Robert Naismith, MD: Ponesimod is another S1P that is presenting data. It’s currently in development. We have a number of S1Ps available. Just in the last year, year and a half we’ve had ozanimod and siponimod. Ponesimod is another selective S1P modulator. They did a large study on the drug vs teriflunomide and showed very good efficacy that was very much consistent, I feel, with the other S1P modulators, which also had head-to-head studies.

In this study, they evaluated patients receiving ponesimod. The way cardiac events are mediated, in terms of getting around the first-dose observation, are 2-fold. First, there’s a dose titration. We’ve seen this with siponimod and ozanimod. Second is the selectivity of the S1P1 receptor perhaps having relatively less effect on the bradycardia.

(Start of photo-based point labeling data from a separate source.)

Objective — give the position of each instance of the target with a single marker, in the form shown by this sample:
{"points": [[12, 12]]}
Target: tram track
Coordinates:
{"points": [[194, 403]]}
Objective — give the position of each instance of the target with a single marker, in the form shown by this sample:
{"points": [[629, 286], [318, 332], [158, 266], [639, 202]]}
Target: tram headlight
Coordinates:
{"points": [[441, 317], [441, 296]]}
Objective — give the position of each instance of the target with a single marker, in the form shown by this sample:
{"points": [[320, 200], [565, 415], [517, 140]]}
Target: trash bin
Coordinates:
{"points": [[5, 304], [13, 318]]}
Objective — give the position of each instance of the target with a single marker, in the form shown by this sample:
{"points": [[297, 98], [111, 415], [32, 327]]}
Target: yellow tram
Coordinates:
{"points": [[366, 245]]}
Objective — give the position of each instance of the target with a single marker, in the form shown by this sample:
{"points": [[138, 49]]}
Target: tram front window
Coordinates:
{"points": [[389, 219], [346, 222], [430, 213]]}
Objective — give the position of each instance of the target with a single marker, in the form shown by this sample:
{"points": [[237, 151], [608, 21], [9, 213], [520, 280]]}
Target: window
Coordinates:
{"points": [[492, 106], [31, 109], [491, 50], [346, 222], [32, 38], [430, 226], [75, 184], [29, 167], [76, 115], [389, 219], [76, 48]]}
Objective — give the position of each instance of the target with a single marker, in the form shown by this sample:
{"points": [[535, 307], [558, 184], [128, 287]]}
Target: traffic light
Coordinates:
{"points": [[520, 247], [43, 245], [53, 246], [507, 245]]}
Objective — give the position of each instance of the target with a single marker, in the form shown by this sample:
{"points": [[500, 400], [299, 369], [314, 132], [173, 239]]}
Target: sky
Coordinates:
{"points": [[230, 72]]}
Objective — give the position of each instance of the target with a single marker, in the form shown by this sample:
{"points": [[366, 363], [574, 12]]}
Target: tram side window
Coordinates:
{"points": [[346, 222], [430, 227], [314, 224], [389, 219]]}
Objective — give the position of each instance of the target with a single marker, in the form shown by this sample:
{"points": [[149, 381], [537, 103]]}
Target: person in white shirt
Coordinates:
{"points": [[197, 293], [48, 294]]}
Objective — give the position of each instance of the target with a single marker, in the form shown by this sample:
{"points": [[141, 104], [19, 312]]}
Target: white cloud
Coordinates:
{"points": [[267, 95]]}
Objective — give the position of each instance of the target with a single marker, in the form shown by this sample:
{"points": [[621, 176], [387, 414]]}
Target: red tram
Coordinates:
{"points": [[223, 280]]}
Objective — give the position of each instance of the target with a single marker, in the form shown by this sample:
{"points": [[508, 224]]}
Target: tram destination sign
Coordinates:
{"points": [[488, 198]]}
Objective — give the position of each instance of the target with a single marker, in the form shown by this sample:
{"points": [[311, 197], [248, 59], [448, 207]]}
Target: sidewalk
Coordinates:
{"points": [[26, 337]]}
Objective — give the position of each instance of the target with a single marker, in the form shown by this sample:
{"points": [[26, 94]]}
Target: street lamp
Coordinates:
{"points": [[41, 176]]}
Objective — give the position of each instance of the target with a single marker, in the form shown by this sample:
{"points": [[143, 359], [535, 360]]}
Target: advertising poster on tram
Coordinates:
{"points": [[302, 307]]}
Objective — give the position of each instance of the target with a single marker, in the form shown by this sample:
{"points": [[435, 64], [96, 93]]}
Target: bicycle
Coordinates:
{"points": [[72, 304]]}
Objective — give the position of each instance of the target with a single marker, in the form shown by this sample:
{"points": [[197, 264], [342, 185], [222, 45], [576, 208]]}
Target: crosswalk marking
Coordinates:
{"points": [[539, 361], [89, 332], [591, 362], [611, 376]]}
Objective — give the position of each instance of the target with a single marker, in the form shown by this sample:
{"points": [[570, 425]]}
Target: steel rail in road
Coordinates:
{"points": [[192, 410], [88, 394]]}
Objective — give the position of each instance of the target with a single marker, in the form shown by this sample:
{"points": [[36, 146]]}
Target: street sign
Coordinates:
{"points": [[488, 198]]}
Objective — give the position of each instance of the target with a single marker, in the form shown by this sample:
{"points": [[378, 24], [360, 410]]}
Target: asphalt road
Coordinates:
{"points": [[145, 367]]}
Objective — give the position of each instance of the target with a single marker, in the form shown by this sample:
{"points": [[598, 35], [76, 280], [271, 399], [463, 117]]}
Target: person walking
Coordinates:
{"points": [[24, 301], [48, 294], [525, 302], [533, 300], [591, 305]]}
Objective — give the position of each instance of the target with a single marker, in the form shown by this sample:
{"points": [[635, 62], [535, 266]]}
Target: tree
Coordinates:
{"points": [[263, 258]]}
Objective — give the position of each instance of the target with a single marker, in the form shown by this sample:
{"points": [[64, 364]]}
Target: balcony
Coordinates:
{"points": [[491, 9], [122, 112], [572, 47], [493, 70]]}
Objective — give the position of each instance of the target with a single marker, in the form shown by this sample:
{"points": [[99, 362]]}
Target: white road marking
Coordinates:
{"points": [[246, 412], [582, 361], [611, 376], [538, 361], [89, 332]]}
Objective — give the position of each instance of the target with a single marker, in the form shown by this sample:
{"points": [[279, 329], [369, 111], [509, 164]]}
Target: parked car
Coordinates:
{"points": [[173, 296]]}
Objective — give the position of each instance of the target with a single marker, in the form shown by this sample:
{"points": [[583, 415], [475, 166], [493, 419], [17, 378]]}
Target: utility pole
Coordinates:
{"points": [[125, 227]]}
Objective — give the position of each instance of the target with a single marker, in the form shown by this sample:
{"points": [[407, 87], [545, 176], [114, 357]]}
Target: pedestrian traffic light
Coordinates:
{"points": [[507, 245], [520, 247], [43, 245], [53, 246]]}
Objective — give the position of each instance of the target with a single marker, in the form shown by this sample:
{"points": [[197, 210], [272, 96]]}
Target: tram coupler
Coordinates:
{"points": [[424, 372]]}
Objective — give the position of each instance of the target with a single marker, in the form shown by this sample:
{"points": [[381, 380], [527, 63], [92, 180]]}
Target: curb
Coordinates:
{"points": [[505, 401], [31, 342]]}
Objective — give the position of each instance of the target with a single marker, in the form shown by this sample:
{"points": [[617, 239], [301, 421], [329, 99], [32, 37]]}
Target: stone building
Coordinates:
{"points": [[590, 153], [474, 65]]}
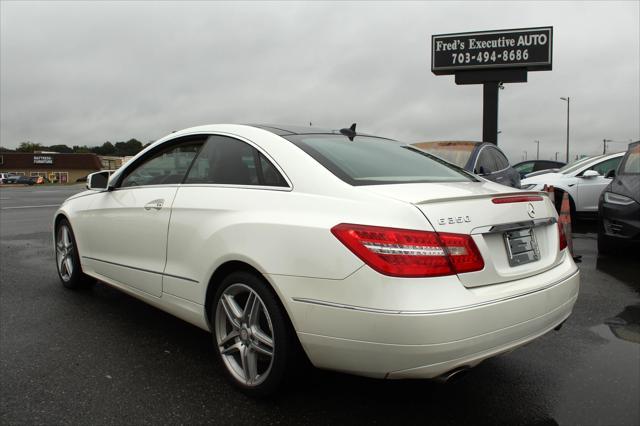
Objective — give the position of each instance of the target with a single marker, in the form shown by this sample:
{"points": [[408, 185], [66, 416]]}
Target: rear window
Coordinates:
{"points": [[631, 165], [454, 152], [375, 161]]}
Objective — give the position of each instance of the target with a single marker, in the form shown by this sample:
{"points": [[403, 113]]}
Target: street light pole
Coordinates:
{"points": [[568, 100]]}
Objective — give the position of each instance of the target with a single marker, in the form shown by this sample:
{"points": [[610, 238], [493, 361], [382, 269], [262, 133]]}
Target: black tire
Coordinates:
{"points": [[284, 350], [606, 245], [74, 279]]}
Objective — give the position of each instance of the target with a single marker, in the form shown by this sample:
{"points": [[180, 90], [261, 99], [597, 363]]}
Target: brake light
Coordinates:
{"points": [[516, 199], [563, 237], [410, 253]]}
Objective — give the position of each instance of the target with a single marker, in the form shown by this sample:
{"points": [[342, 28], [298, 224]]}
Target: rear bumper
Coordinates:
{"points": [[387, 344], [622, 222]]}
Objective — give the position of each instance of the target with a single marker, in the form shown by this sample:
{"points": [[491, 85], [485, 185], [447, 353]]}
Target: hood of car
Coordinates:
{"points": [[544, 178]]}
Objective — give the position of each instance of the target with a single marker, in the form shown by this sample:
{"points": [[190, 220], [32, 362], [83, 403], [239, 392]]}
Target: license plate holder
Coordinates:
{"points": [[522, 247]]}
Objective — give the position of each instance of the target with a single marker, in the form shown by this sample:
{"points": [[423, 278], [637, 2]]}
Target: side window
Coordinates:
{"points": [[225, 160], [270, 174], [525, 168], [631, 165], [166, 167], [544, 165], [604, 167], [486, 162]]}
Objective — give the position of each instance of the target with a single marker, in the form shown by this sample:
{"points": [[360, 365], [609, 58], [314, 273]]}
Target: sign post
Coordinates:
{"points": [[492, 58]]}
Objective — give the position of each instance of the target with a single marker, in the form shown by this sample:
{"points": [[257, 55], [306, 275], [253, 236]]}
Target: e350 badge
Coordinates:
{"points": [[453, 220]]}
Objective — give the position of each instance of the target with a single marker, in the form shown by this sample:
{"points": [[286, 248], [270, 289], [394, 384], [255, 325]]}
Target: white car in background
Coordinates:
{"points": [[583, 180], [375, 258]]}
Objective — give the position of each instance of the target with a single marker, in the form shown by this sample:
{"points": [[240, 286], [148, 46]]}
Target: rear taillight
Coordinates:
{"points": [[563, 237], [409, 253]]}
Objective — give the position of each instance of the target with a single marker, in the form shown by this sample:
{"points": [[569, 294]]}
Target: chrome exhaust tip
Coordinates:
{"points": [[453, 375]]}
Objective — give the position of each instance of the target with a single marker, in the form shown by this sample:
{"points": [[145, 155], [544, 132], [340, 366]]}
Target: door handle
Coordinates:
{"points": [[155, 204]]}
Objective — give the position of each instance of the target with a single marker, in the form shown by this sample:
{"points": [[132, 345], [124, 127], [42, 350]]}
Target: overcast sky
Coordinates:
{"points": [[81, 73]]}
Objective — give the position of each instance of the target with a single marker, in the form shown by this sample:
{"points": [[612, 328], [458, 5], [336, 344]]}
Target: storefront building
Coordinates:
{"points": [[60, 168]]}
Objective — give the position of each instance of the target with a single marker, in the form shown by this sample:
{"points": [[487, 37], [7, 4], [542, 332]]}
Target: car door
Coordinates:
{"points": [[127, 226], [226, 183], [590, 188]]}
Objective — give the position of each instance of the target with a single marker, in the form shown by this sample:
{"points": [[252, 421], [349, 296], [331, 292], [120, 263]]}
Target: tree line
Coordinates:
{"points": [[118, 149]]}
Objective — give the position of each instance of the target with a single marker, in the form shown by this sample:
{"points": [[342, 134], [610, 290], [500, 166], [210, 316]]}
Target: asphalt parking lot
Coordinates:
{"points": [[100, 357]]}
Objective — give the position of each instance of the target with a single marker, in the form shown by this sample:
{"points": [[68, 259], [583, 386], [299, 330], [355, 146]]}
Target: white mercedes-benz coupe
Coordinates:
{"points": [[374, 257]]}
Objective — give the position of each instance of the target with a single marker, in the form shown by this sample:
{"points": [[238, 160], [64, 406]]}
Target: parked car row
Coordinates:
{"points": [[481, 158], [527, 168], [6, 178], [619, 205], [583, 181]]}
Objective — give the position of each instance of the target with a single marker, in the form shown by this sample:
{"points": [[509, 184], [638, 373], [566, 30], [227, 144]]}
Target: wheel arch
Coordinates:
{"points": [[235, 266]]}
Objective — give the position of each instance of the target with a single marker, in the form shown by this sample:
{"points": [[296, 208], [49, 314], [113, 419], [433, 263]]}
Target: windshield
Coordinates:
{"points": [[374, 161], [571, 167], [457, 153], [631, 165]]}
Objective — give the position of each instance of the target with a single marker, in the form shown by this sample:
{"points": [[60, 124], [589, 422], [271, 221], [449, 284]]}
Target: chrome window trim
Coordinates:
{"points": [[123, 169], [433, 311]]}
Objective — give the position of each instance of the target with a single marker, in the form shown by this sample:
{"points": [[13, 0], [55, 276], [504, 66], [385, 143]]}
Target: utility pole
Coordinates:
{"points": [[568, 100]]}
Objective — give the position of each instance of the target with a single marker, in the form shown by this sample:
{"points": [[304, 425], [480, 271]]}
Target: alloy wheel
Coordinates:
{"points": [[64, 253], [244, 334]]}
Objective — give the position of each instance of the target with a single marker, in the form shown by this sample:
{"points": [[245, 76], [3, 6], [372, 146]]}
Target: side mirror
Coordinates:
{"points": [[590, 174], [98, 181]]}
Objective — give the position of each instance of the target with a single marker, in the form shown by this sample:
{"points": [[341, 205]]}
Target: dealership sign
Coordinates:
{"points": [[42, 159], [529, 48]]}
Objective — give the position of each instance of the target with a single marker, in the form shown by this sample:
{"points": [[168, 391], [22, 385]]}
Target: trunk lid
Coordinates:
{"points": [[501, 231]]}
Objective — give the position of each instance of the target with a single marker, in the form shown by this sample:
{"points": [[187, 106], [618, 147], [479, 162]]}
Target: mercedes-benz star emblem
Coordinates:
{"points": [[530, 210]]}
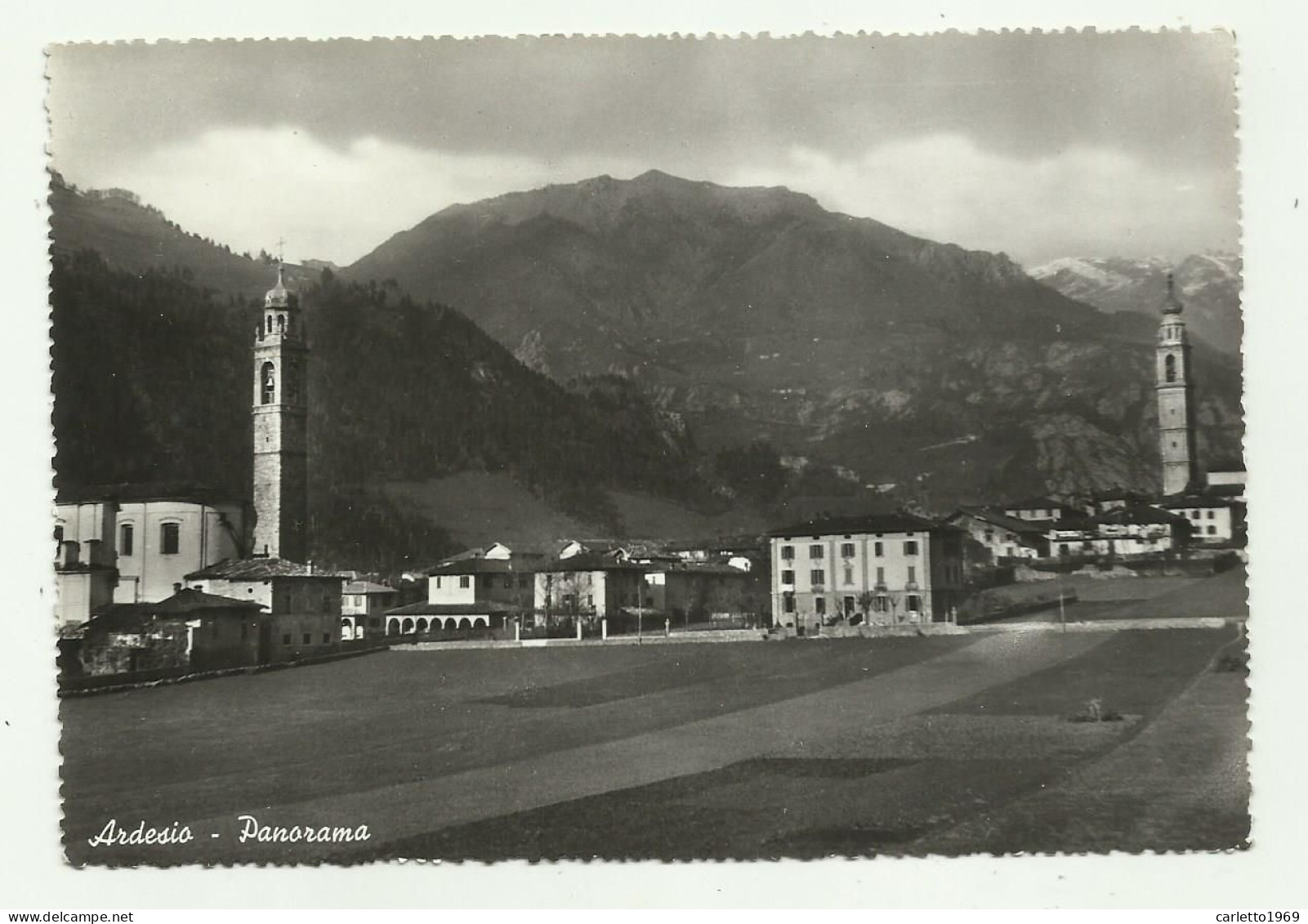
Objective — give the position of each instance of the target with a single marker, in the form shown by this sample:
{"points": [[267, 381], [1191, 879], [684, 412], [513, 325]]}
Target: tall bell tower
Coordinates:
{"points": [[280, 432], [1175, 398]]}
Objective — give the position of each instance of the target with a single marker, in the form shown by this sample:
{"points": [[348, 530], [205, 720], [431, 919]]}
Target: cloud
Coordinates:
{"points": [[1083, 200], [248, 187]]}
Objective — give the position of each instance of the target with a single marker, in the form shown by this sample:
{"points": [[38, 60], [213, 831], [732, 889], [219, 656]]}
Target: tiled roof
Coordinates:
{"points": [[524, 565], [999, 519], [368, 588], [181, 605], [196, 601], [589, 562], [186, 491], [481, 609], [258, 569], [875, 522], [1138, 515], [1196, 502]]}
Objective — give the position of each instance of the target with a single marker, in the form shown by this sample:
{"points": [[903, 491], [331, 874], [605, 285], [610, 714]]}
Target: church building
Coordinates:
{"points": [[305, 604]]}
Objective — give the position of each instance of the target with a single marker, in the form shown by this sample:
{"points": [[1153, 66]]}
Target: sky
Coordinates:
{"points": [[1040, 145]]}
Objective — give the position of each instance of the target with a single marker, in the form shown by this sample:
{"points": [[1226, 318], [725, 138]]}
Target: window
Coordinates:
{"points": [[267, 384], [169, 538]]}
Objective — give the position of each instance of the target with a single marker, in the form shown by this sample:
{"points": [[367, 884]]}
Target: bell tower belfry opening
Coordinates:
{"points": [[1175, 398], [280, 427]]}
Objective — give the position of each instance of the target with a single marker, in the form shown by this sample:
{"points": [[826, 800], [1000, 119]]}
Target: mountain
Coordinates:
{"points": [[927, 371], [150, 381], [1208, 284]]}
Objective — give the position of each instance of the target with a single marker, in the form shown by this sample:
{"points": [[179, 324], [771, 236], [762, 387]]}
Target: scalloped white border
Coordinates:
{"points": [[1275, 154]]}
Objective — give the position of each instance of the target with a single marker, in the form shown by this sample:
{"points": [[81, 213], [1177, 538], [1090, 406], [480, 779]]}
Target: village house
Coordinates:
{"points": [[190, 631], [589, 584], [692, 591], [881, 569], [1214, 521], [302, 604], [1133, 530], [478, 588], [363, 609]]}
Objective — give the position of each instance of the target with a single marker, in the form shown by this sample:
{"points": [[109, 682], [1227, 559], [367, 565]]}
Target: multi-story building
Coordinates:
{"points": [[478, 588], [1212, 520], [363, 609], [882, 569], [302, 602], [996, 536], [592, 585]]}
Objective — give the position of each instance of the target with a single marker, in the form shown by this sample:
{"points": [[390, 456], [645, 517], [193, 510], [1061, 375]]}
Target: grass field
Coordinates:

In this study, they had 565 patients on ponesimod. Again, the comparator was teriflunomide. There were no major cardiovascular events looking at strokes, MIs [myocardial infarctions], or anything along those lines in this population. They did find very low rates of bradycardia in the ponesimod arm, and nobody that had any cardiac issues needed to be discontinued from the study. Very few patients had bradycardia or low-grade heart block. I think 3 patients had heart rates under 40. They looked at if you had cardiac risk factors not, and those with no cardiac risk factors had very low rates of any bradycardia. I can’t speak precisely about how this matches up in the analysis to the other ones. We know that in terms of the other medications, the regulatory agencies were optimistic, in that the first-dose observation did not need to be done on everybody—just high-risk patients. This type of data might inform that decision when the FDA and the EMA [European Medicines Agency] and other regulators look at what might be recommended for ponesimod. We’ll have to wait and see what the decision is.